Singleton residents protest height of earthworks for Madora Bay North development

Singleton residents protest height of earthworks for Madora Bay North development

SINGLETON residents are up in arms over the impact on their lifestyles from 2.5m high earthworks behind their homes on the adjacent Madora Bay North residential development.

The residents claim the level of the site near their homes should be 1.5m, as stated in the outline development plan, not 2.5m and gathered yesterday at a home in Manders Way to protest with placards that included ‘Save our Dunes’, ‘Shame WA’, No to the ‘Berlin Singleton Wall’ and ‘Do you want this at your house?’.

The controversial development has been in the pipeline for years and was approved by the WAPC about four years ago.

But the plan differed from that which the City of Mandurah had determined months earlier.

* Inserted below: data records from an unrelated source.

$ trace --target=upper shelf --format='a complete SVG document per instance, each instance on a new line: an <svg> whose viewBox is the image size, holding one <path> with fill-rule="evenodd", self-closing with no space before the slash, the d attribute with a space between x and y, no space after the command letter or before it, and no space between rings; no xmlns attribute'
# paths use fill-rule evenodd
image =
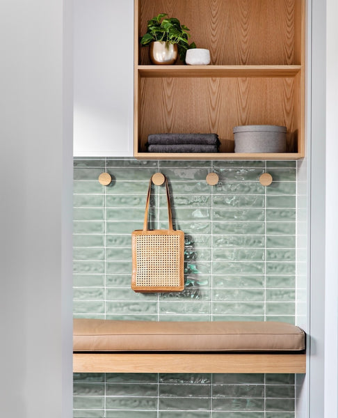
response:
<svg viewBox="0 0 338 418"><path fill-rule="evenodd" d="M138 65L142 77L295 77L301 65Z"/></svg>

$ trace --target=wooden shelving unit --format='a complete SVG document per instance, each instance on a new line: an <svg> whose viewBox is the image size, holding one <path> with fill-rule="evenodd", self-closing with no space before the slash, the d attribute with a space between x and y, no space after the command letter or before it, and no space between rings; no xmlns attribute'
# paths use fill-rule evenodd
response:
<svg viewBox="0 0 338 418"><path fill-rule="evenodd" d="M140 37L159 13L178 17L209 65L153 65ZM135 0L134 155L162 160L304 157L304 0ZM287 153L234 153L239 125L287 127ZM150 134L217 133L218 153L147 153Z"/></svg>

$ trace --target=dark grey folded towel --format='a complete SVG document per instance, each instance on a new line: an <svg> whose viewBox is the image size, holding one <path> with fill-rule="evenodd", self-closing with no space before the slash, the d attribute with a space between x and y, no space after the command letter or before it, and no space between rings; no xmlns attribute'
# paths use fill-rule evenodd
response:
<svg viewBox="0 0 338 418"><path fill-rule="evenodd" d="M217 145L178 144L176 145L149 145L148 153L217 153Z"/></svg>
<svg viewBox="0 0 338 418"><path fill-rule="evenodd" d="M152 134L148 137L150 145L218 145L218 143L217 134Z"/></svg>

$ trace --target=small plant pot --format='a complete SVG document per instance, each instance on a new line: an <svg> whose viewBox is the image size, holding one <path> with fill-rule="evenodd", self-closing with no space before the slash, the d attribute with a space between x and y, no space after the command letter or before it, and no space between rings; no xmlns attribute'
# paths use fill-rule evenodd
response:
<svg viewBox="0 0 338 418"><path fill-rule="evenodd" d="M150 61L157 65L175 64L178 57L177 44L156 40L150 44L149 49Z"/></svg>

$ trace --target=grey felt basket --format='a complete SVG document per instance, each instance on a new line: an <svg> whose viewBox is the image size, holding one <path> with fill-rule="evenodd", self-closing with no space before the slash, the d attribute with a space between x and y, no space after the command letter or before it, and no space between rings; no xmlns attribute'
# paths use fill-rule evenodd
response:
<svg viewBox="0 0 338 418"><path fill-rule="evenodd" d="M245 125L234 127L235 153L286 153L287 127Z"/></svg>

It included a buffer zone between Singleton and the development but modifications had stripped away the buffer zone and their were several public meetings over the issue.

The outline development plan says earthworks abutting existing lots have been kept “as low as feasible to match in with existing ground levels on adjoining sites with the majority between 1m and 1.5m along the northern boundary”.

But the earthworks are now 2.5m high, according to Singleton Progress Association president Graeme Dean.

Mr Dean claimed contractors had shifted a sand hill “and just dumped it here”.

He said a 1.5m site height would be agreeable but not 2.5m, which behind their homes would be topped by a wall and affect their privacy.

“Its outrageous,’’ he said.

Mr Dean said both the WA Planning Commission and the City of Mandurah were on the side of residents and the City would be approached for help.

Resident Lester Martin said recently blowing sand from the development had made driving difficult on Mandurah Road and the fumes from machinery were unbearable.

He suggested the height of the earthwork could start at 1.5m behind their homes and gradually increase to 2.5m where it would affect residents less.

Spokesman for the developer, Frank Lawrence of H and N Perry, said the final site levels had not been set.